The nation’s largest oil companies have solutions for how to lower the price of their commodity and thus lower the prices of gasoline and diesel fuel, among others, and have sent their ideas to the White House.
And what did they get in response? A president who mocked them.
Less than a week after Joe Biden accused the oil companies (again) of gouging customers despite the fact that oil is a publicly-traded commodity with prices dependent on market conditions and government policies, among other factors, they got together to produce some solutions they believe will help bolster supply and provide relief at the gas pumps so suffering Americans paying record prices can get some relief.
Chevron CEO Michael Wirth said this week that his company’s mission was to “work every day to help provide the world with the energy it demands and to lift up the lives of billions of people who rely on these supplies.”
“Chevron and its 37,000 employees work every day to help provide the world with the energy it demands and to lift up the lives of billions of people who rely on these supplies,” Wirth said.
He added that Chevron wants to assist the Biden administration in fighting soaring fuel costs, but that the administration “has largely sought to criticize, and at times vilify, our industry,” which is 100 percent true.
“These actions are not beneficial to meeting the challenges we face and are not what the American people deserve,” he wrote, according to The Daily Wire.
“We need clarity and consistency on policy matters ranging from leases and permits on federal lands, to the ability to permit and build critical infrastructure, to the proper role of regulation that considers both costs and benefits. Many of these elements are described in our industry’s recently released 10-point plan,” Wirth said.
Biden’s response? He mocked the CEO, saying that “he’s mildly sensitive.”
“I didn’t know they’d get their feelings hurt that quickly. Look, we need more refining capacity. This idea that they don’t have oil to drill and to bring up is simply not true,” Biden continued, obviously missing Wirth’s point that in order to be able to build new multi-billion-dollar refining capacity the industry has to have government assurances that it won’t be for nothing (as Biden continues to blindly pursue ‘green’ vehicle initiatives).
“We ought to be able to work something out whereby they’re able to increase refining capacity and still not give up on transitioning to renewable energy,” Biden continued. “They’re both within realm of possibility.”

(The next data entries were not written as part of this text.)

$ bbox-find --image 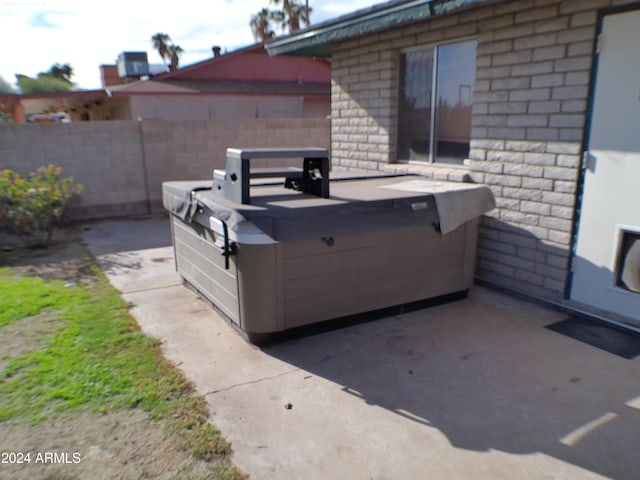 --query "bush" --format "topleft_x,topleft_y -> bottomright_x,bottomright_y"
0,165 -> 82,248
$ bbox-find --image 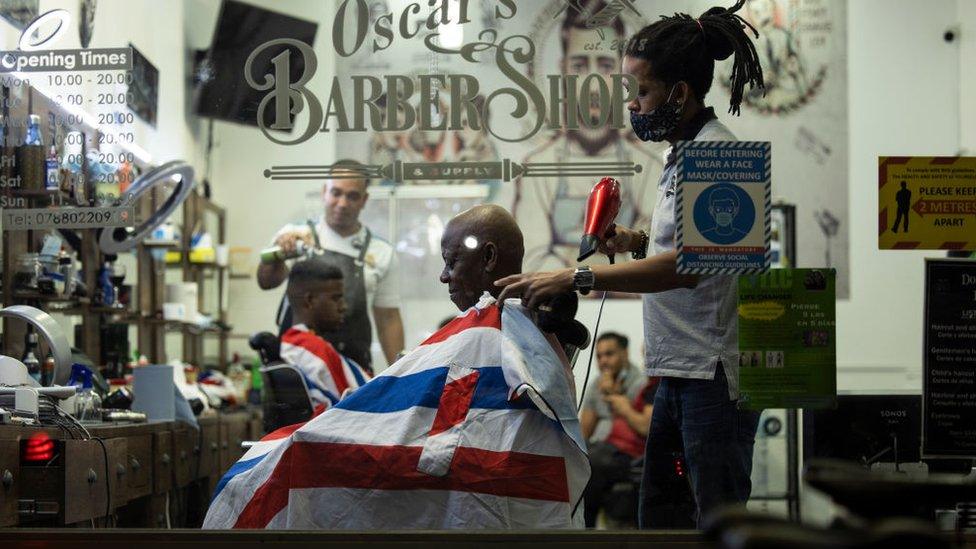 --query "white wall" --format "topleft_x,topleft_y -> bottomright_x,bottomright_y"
204,0 -> 976,396
837,0 -> 960,390
196,0 -> 335,355
802,0 -> 960,524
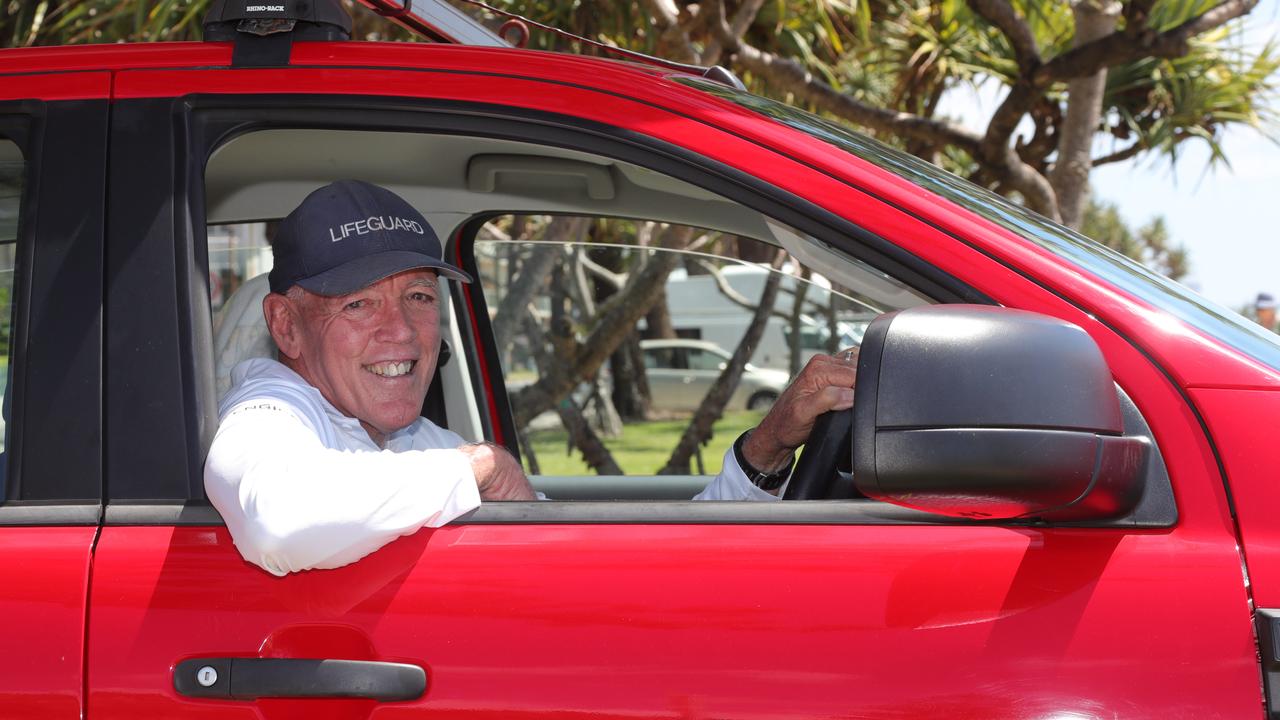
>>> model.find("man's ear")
[262,292,302,360]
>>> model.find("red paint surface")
[0,70,111,100]
[1190,388,1280,607]
[90,525,1261,719]
[0,528,96,720]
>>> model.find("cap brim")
[297,250,471,297]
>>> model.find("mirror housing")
[852,305,1151,520]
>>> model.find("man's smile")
[362,360,417,378]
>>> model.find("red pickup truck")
[0,1,1280,720]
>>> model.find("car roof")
[640,338,728,355]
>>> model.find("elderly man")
[205,181,855,575]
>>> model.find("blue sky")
[948,0,1280,310]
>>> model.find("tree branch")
[969,0,1041,73]
[1032,0,1258,87]
[1093,141,1147,168]
[703,0,764,65]
[640,0,701,64]
[695,259,791,320]
[721,39,980,155]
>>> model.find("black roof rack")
[204,0,745,90]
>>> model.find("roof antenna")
[204,0,351,68]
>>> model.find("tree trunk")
[1048,0,1120,229]
[516,313,623,475]
[644,287,677,340]
[609,333,653,420]
[658,250,786,475]
[511,225,694,427]
[787,268,813,378]
[493,217,588,355]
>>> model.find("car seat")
[214,273,276,400]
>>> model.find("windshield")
[673,78,1280,370]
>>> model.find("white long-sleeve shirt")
[205,357,777,575]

Biden’s remarks come after Mike Sommers, president and CEO of the American Petroleum Institute (API), the only national trade association that represents all aspects of America’s oil and natural gas industry, released a 10-point plan to combat the rising costs of oil and the fuels produced from it.

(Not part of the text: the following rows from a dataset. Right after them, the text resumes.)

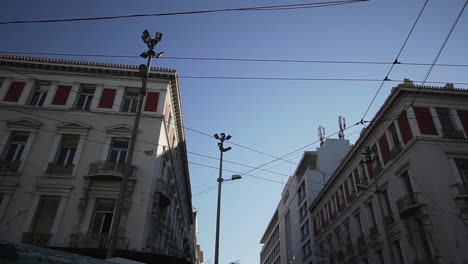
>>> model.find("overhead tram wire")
[361,0,429,121]
[0,66,468,85]
[411,0,468,106]
[0,66,300,166]
[192,127,361,196]
[1,120,318,198]
[0,51,468,67]
[0,105,300,182]
[0,0,369,25]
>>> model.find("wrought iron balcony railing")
[0,160,21,175]
[357,235,367,252]
[442,129,465,139]
[46,163,75,176]
[413,257,437,264]
[21,232,52,247]
[452,182,468,198]
[88,160,136,178]
[156,179,174,208]
[369,225,379,237]
[70,232,128,249]
[390,145,402,159]
[397,193,423,219]
[384,214,395,227]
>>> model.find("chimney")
[444,83,455,90]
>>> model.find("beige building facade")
[0,55,196,262]
[309,80,468,263]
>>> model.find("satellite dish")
[317,126,325,146]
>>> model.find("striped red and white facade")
[0,55,196,259]
[309,80,468,263]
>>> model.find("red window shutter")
[343,182,351,203]
[366,163,374,179]
[312,217,319,236]
[52,85,71,105]
[3,82,26,102]
[145,92,159,112]
[458,110,468,136]
[397,111,413,144]
[99,88,117,108]
[335,192,341,207]
[164,104,169,122]
[379,133,390,165]
[414,107,437,135]
[320,208,325,225]
[354,167,361,187]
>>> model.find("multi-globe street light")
[214,133,242,264]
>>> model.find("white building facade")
[0,55,196,262]
[260,139,350,264]
[309,80,468,264]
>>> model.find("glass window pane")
[5,144,18,161]
[57,148,69,165]
[109,150,119,162]
[119,151,127,163]
[91,213,104,234]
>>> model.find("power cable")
[0,105,300,184]
[192,128,361,198]
[0,66,468,85]
[411,0,468,106]
[0,51,468,67]
[0,0,369,25]
[0,66,300,165]
[361,0,429,120]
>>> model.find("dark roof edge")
[0,54,176,73]
[308,79,468,211]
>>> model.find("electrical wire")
[411,0,468,106]
[0,105,300,184]
[0,0,369,25]
[5,51,468,67]
[361,0,429,120]
[0,66,304,167]
[0,66,468,85]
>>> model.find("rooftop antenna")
[317,126,325,146]
[338,116,346,139]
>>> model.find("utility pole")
[362,146,396,263]
[106,30,163,258]
[214,133,231,264]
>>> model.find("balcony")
[70,232,128,249]
[390,145,402,159]
[21,232,52,247]
[0,160,21,175]
[413,257,438,264]
[384,214,395,227]
[397,193,423,219]
[330,212,338,221]
[336,249,344,262]
[88,160,136,179]
[369,225,380,238]
[452,182,468,199]
[156,179,174,209]
[374,161,383,175]
[357,235,367,253]
[46,163,75,176]
[442,129,465,139]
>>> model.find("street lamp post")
[214,133,242,264]
[362,146,396,263]
[106,30,163,258]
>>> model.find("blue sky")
[0,0,468,263]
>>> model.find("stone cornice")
[0,54,176,79]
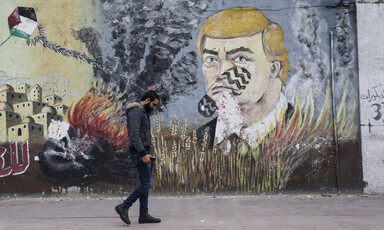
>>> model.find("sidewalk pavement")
[0,195,384,230]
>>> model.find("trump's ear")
[271,61,281,78]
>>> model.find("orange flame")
[68,88,128,151]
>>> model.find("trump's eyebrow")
[203,49,219,55]
[226,46,253,55]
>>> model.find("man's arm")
[127,108,146,156]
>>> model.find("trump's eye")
[204,56,218,67]
[232,56,249,64]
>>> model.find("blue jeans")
[124,152,153,215]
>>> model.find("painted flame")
[68,84,128,151]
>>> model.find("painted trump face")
[202,33,280,111]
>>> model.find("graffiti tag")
[360,83,384,102]
[0,141,30,177]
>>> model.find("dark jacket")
[126,102,151,156]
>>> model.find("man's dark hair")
[140,90,160,101]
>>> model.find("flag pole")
[0,34,12,46]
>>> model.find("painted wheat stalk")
[154,85,358,193]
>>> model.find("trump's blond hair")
[196,7,289,83]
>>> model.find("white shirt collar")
[215,94,288,147]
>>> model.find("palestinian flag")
[8,7,37,39]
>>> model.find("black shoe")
[115,204,131,224]
[139,214,161,224]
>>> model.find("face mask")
[144,103,153,114]
[198,95,217,117]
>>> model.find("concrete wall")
[357,1,384,194]
[0,0,363,194]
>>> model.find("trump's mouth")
[211,85,242,96]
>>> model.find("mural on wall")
[0,0,362,194]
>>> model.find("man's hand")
[141,154,156,163]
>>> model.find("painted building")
[0,102,21,142]
[16,83,31,95]
[13,101,48,118]
[0,88,28,104]
[42,94,63,106]
[32,106,63,137]
[8,117,44,143]
[30,84,43,101]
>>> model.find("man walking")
[115,90,161,224]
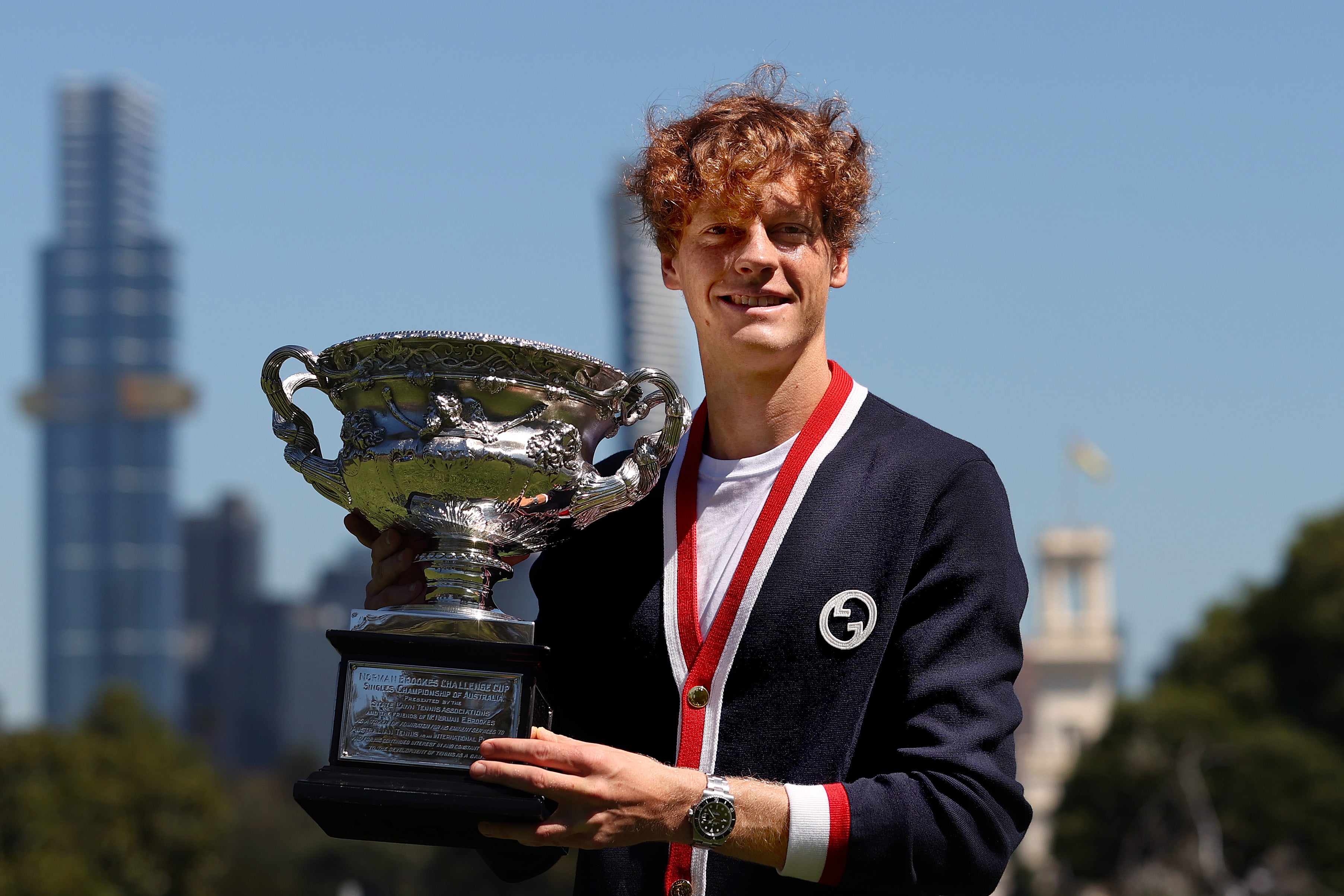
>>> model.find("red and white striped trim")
[779,785,849,887]
[663,361,868,895]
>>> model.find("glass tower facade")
[26,80,191,724]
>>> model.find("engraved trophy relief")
[261,332,689,642]
[261,332,691,849]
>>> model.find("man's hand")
[346,511,531,610]
[472,728,704,849]
[346,511,429,610]
[472,728,789,868]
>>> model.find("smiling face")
[663,175,849,376]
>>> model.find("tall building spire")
[611,180,689,436]
[23,80,191,724]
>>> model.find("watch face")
[695,797,737,839]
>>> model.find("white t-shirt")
[695,435,798,637]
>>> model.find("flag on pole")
[1068,439,1110,485]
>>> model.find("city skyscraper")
[183,494,289,768]
[611,181,691,436]
[24,79,191,724]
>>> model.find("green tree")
[1054,512,1344,893]
[0,688,230,896]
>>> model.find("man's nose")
[734,220,779,282]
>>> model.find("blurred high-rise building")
[183,494,289,768]
[611,181,691,436]
[281,548,368,762]
[24,80,191,724]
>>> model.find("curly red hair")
[625,63,874,252]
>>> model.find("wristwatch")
[689,775,738,849]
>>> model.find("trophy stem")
[415,546,514,615]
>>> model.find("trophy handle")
[261,345,352,511]
[570,367,691,529]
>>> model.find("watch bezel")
[691,797,738,846]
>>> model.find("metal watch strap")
[689,775,738,849]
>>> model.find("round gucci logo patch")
[817,591,878,650]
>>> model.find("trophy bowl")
[261,330,691,641]
[261,332,691,850]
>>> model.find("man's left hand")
[472,728,706,849]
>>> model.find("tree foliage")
[1054,512,1344,893]
[0,688,230,896]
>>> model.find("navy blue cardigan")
[531,395,1031,896]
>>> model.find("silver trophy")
[261,332,691,849]
[261,330,691,644]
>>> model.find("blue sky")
[0,0,1344,721]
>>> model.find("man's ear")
[663,252,681,289]
[828,248,849,289]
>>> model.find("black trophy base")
[294,766,551,849]
[294,630,554,850]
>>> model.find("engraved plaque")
[339,662,523,768]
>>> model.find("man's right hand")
[346,512,430,610]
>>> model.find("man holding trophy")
[339,67,1031,896]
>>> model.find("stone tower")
[1017,527,1119,869]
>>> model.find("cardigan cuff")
[779,785,849,887]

In addition, Sommers pointed out that Biden’s insane energy policies have, in large part, caused the spikes in oil prices.
“Your administration has restricted oil and natural gas development, canceled energy infrastructure projects, imposed regulatory uncertainty, and proposed new tax increases on American oil and gas producers competing globally,” Sommers said in a letter. “Respectfully, the American people need a different direction to solve this crisis.”
Elements of the 10-point plan include:
- Lift Development Restrictions on Federal Lands and Waters
- Designate Critical Energy Infrastructure Projects
- Accelerate [Liquified Natural Gas] Exports and Approve Pending LNG Applications
- Advance Lower Carbon Energy Tax Provisions
- End Permitting Obstruction on Natural Gas Projects
Former top Trump economic adviser Larry Kudlow has warned that the Biden will cause the loss of tens of millions of jobs — not hyperbole — if he completely shuns fossil fuels, which his extreme left-wing Democratic base wants him to do.
“Yeah, quiet part out loud. Defending essentially high gasoline prices. As you know, oil is at $120 a barrel today. I just want to tell you, any so-called transition to a green economy that ends fossil fuels would be an economic catastrophe,” Kudlow told Fox News earlier this month.
“It would be a permanent recession. We couldn’t possibly do that or afford that. The job losses would be in the tens of millions. I am not exaggerating. A lot of first-rate economists have made the same point of view. So I’m leery of this transition,” Kudlow added.